Story: The Cracked Pot
Music: "Coming Home" by UU Rochester and "Blue Boat Home" by Peter Mayer
Water Communion
Water Communion is one of my favorite UU services – it is right there with flower communion. I love how in so many congregations I have been involved with these two rituals serve as bookends to the year. I love the blending of the waters and hearing all the places the water comes from. Even more I love hearing just a little snapshot from people about how that water represents some change or transformation that has occurred in their lives. For whether we were here all summer working or playing, whether we traveled far or not at all, summer can be a time of renewal maybe even a time of transformation.
For some you may come here and your water may represent joy at seeing family, visiting a new place, or a favorite place. Maybe your water represents a new job or opportunity. Maybe it is about an experience of awe.
For some of you the water may represent relief that a busy summer season is finally winding down and now a period of rest and recreation can begin. Maybe the water is a symbol of refreshment while working hard on a hot summer day. Maybe it is a refilling of the well with the abundance of summer work.

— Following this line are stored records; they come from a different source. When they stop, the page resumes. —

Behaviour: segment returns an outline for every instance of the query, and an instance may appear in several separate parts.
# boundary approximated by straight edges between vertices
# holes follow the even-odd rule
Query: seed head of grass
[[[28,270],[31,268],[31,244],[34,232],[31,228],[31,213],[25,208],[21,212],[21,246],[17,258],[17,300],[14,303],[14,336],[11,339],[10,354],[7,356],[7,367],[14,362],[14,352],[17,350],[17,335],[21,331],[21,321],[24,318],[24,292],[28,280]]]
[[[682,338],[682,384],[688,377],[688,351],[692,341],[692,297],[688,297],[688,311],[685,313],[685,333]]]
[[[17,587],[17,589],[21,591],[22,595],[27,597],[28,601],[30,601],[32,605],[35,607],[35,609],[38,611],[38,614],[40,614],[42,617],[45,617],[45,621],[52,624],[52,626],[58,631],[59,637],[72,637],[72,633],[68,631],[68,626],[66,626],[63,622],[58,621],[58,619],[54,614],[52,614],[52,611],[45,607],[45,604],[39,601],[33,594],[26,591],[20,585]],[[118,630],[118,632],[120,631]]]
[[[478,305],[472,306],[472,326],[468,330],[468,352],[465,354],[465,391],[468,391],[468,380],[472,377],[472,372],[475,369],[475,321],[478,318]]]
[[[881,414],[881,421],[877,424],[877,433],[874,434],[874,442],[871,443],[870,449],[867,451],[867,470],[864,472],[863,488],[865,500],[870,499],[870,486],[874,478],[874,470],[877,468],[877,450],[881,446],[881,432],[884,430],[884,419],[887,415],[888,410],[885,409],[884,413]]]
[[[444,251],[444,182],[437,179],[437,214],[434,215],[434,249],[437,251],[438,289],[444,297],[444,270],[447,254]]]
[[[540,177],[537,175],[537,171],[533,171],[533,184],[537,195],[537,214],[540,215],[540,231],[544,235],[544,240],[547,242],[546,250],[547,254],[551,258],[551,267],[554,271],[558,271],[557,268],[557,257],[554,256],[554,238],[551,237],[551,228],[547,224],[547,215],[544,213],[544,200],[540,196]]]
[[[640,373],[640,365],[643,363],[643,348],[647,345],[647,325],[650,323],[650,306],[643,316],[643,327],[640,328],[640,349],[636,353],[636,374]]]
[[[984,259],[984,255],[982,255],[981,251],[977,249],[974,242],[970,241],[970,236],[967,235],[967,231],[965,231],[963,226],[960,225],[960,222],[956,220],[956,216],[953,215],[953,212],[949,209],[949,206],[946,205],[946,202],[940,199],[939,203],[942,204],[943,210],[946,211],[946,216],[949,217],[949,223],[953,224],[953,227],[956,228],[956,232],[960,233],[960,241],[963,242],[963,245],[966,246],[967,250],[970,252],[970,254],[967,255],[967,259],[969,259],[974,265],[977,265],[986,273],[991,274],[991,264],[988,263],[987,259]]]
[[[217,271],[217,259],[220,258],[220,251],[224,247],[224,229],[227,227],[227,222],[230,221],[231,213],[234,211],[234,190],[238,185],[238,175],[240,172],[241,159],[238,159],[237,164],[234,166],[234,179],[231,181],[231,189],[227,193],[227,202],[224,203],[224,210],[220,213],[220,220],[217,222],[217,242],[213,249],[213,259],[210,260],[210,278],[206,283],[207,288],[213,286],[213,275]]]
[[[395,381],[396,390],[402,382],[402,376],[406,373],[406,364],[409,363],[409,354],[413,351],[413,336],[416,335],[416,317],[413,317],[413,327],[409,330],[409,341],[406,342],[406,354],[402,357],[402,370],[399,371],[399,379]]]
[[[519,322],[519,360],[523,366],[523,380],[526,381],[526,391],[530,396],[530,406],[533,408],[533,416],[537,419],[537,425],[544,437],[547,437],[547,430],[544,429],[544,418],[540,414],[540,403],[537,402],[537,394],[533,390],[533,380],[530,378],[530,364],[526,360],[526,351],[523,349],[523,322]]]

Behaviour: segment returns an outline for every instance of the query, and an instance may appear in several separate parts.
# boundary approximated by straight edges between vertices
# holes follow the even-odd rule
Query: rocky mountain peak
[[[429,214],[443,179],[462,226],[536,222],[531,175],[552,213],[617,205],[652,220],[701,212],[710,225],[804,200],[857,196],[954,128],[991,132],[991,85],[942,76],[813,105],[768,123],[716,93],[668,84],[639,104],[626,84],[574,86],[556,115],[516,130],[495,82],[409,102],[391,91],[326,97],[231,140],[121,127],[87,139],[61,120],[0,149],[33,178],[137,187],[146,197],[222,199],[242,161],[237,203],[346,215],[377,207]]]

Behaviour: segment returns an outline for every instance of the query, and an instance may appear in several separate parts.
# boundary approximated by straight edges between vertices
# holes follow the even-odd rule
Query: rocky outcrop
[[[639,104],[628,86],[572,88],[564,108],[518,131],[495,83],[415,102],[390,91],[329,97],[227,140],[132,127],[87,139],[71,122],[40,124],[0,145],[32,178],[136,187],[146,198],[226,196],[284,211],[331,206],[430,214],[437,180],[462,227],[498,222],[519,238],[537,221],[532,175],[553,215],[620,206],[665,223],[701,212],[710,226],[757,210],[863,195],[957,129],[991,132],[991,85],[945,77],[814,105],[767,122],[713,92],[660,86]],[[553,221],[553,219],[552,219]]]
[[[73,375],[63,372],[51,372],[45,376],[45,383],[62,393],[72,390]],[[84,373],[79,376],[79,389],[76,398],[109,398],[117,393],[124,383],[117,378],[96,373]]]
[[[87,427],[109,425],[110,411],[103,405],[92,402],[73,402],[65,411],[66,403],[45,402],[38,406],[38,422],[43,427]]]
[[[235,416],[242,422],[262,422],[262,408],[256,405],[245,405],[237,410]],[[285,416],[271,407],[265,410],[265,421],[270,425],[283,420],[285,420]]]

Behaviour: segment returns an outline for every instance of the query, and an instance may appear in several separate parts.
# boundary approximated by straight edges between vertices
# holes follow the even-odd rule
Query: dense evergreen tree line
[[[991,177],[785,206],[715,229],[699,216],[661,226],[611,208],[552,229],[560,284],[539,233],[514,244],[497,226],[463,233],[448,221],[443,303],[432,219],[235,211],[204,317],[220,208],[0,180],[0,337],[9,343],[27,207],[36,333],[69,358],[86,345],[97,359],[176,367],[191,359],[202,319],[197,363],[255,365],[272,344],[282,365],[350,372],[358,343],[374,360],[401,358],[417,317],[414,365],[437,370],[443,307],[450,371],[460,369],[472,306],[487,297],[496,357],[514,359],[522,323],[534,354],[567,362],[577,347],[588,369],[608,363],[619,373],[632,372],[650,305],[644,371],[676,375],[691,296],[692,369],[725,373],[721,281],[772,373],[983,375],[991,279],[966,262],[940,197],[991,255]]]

For others the water represents salty tears of loss; the death of a loved one, the loss of a dream or opportunity. Maybe your water is filled with sadness, a deep sorrow.
We come together this morning and celebrate coming home again. Coming home again to this faith community where we celebrate our diversity of beliefs, where we care for one another in times of loss and sorrow, where we celebrate with one another in times of joy. We blend our waters together, from places far and near, from sorrow, joy, rest, hard work, change and transformation. Some of us are new here today and some of us have been coming for years.
Today we blend our water, water that essential element for life everywhere. As we blend our water let us think of those for whom this life saving element is hard to come by. For the women who walk many miles, like the water bearer in our story, to bring fresh water to their families. For those in places within our own country who are suffering from drought and those places that are overrun with flood. Water is life and water can also destroy as this area knows all too well. Water is powerful and strong, refreshing and sustaining. It is filled with complexity and paradox.
So as we blend our water this morning, let us stop, let us take a moment to reflect on what it symbolizes to us in this moment. Where are you in your life right now? Does your water represent hope, change, new life? Does your water represent joy? Or does it represent sorrow or loss? Are you in search of healing and wholeness? Are you in need of rest and renewal? What are you bringing with you this morning? How can this faith community accompany you where you are on the journey?
For me, this has been a year of profound change. It has certainly not been easy with a change of jobs, a change of homes. There has been loss and sadness. There has been joy at new community, new friends, new and fulfilling work. In many ways my own year reflects some of this community’s year. There has been the loss of Pat and a time of searching. There has been a time of finding and welcoming. Now this community continues its search. You are being invited to ask deep questions, to reflect on who you have been, who you are and what you hope to become. It is a time of dreaming and hoping. Yet it is also a time of transition, a liminal time. With hard work and hope, next year you will celebrate Water Communion with your new settled minister. Another chapter will begin for this community.
Yet in this liminal time of change and transition, life continues on. Worship happens each Sunday, the work of the Board and the committees moves forward. The work of this community continues and people will continue to come and be welcomed and others will say goodbye.
So this Water Communion we invite it all. We invite all the water from near and far. We blend it together and we will save some of it for those moments of ritual that happen through the year. Some we will save for next year’s Water Communion. Some we will give as gift to Janice who is leaving so she takes a tangible symbol of this community into her new life. We blend it all together and we celebrate being together, we honor all of what we bring and we offer the invitation to find home here!